Saturday, November 01, 2008

All Hallows' Eve and All Hallows' Day

Hope everyone had a good Halloween! Edith did, for which we were grateful, since between Tom's commissioning sermon this weekend, the election on Tuesday, and the baby in a few weeks, the two of us were inclined to look past Halloween straight on to November.

Edith and friend Sarah at school Friday morning

Edith's class, waiting to line up for the school Halloween parade

For the first time Tom and I attended the parade in costume, too. As a minister and his eight-months pregnant paramour, we couldn't pass on the opportunity. (You may not remember Cinderella from Hawthorne's account, but I believe she arrived on the boat from France sometime that winter.)

Reverend Dimmesdale was getting a cold--recall how his guilt wrecked his health--so E and I went out trick-or-treating on our own later that evening.


Quite pleased with her princess persona.


We went back to our old neighborhood to trick-or-treat in a place where we know lots of people (we haven't met any in our new neighborhood) and where you can count on plenty of friendly folks waiting for kids to show up. We wound up going around first with Edith's friend Emma and then her friend Sarah, and it made me very nostalgic for the old 'hood.

The girls were surprised to find one couple lowering their candy from the balcony by rope.

Last year our former downstairs neighbor was a barely-toddling, sweet spirit of fall. This year she was a two-year-old spirit of winter with some serious spunk.

Today we shifted gears from edible loot to a bounty of baby gifts, as Edith and I attended a shower arranged for us by several generous groups at our church. It was really touching that they would give us a shower the second time around. And the number of people who had thought of Edith and given her presents, too, was amazing. Here she is headed home with her loot.

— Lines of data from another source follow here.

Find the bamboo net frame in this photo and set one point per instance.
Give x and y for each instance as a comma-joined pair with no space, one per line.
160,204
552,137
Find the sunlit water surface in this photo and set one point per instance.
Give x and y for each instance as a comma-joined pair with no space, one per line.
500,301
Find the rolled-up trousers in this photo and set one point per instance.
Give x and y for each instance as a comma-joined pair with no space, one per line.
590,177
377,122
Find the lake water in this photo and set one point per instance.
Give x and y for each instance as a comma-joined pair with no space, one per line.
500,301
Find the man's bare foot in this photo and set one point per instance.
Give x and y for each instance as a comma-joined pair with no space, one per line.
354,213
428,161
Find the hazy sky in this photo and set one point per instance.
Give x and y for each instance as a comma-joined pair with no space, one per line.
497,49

Incidentally, the sticker on her shirt marks another important milestone today: Edith got her first library card. When I was growing up, our local library required you to be old enough to sign your own name to qualify for a card. The Princeton Public Library will let you have one at any age. When Mor-mor was here in September, she and Edith went to the library together only to realize that they had no way to check out their books without me or Tom there. So since Edith may be spending more time with relatives in coming weeks while Tom and I are otherwise occupied, we decided it was time for her own card. She asked for it herself at the desk and told the librarian how to spell her first name; we filled in the rest. Her first presidential vote, her first library card...Edith is rapidly acquiring all the badges of good citizenship.

1 comment:

RLB said...

Hooray, library card!!! :) I think I first got my own when I was about 5 or 6. Good for Edith!

And I see your costume idea worked out quite well... where did you end up finding your dress?